Note that we only use $\forall$ states, so this TM is in $\conp$.

We show correctness by first observing that we could either 1) reject a {\em good } sequence, or 2) accept a non-{\em good} sequence.
It is easy to see that we will accept all {\em good} sequences.

Now we show that we will reject all non-{\em good} sequences.
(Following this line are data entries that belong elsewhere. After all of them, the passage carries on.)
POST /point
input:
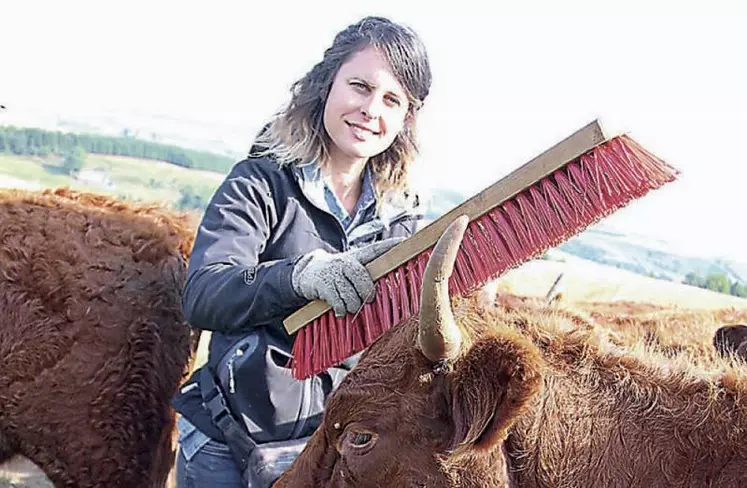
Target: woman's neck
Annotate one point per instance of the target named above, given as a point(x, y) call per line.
point(346, 180)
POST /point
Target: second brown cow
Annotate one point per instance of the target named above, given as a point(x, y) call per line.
point(472, 397)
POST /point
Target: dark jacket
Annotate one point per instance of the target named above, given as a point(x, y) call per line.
point(257, 225)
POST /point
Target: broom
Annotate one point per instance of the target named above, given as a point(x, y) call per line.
point(572, 185)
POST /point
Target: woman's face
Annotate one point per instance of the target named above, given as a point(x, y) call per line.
point(366, 108)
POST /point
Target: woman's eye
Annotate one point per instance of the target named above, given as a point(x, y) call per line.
point(361, 439)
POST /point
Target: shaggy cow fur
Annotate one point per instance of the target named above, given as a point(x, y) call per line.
point(535, 400)
point(92, 340)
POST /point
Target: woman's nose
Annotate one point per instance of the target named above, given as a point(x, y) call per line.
point(371, 107)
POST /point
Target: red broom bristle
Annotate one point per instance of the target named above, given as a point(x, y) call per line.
point(517, 230)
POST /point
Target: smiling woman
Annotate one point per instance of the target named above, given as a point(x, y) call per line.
point(323, 192)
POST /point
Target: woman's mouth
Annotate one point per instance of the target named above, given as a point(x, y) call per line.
point(360, 132)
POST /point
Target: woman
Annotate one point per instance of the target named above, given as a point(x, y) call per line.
point(323, 191)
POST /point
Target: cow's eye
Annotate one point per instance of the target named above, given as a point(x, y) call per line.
point(361, 439)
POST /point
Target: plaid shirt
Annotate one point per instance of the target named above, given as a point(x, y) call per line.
point(322, 195)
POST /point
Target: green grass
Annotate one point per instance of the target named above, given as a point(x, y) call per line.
point(134, 179)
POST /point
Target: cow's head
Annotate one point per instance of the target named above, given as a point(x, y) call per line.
point(430, 402)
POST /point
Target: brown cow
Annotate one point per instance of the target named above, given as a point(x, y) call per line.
point(92, 339)
point(474, 397)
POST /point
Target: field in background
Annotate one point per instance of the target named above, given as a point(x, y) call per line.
point(132, 178)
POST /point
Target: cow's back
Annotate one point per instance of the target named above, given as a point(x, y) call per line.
point(92, 339)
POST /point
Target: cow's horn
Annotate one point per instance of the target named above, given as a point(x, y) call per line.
point(438, 336)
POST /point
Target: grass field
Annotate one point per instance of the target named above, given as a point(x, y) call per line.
point(133, 179)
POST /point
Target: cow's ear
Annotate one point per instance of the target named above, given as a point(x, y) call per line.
point(491, 386)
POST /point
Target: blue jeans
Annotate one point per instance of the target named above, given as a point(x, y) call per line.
point(202, 461)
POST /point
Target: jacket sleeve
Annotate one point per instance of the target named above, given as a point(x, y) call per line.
point(227, 288)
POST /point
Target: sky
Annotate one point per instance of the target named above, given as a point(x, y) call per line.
point(510, 80)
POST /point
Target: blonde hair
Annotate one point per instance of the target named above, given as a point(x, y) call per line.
point(297, 135)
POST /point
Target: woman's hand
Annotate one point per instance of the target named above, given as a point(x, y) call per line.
point(340, 279)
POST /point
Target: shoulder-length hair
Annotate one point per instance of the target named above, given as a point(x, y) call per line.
point(297, 135)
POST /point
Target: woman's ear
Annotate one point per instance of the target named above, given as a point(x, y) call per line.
point(491, 387)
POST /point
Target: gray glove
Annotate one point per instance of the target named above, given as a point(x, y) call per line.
point(340, 279)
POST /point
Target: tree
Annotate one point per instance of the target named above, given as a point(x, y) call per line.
point(74, 160)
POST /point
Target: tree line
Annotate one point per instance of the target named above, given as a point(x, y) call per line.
point(717, 282)
point(42, 143)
Observe that sequences can fail to be {\em good} in two ways:
\begin{enumerate}
\item   A sequence might cause $A$ to reject an otherwise 
satisfiable formula.   In this case, at step (3), the boolean
variable $a$ will be $false$.  If $\phi$ is trivial, then we
will evaluate it and notice that it in fact is $\in SAT$.  Therefore,
our machine will reject the sequence.  

If $\phi$ is not trivial,
then we will compute $a_i$ in step (6).  Observe that since the sequence
$(g_1,...,g_l)$ is a bad sequence, then there is some minimal length 
satisfiable formula $\phi_min$ on which $(g_1,...,g_l)$ convinces 
$A$ to reject.   We can assume that our $\forall$ states will find 
this $\theta$.  However,  since $\phi_{min_0},\phi_{min_1}$ are smaller formulas, 
then $(g_1,...,g_l)$ will offer the correct advice on these strings.
In particular, since $\phi_min$ was satisfiable, either $a_0=\true$ or
$a_1=\true$.  Therefore, our machine will reject in step (7).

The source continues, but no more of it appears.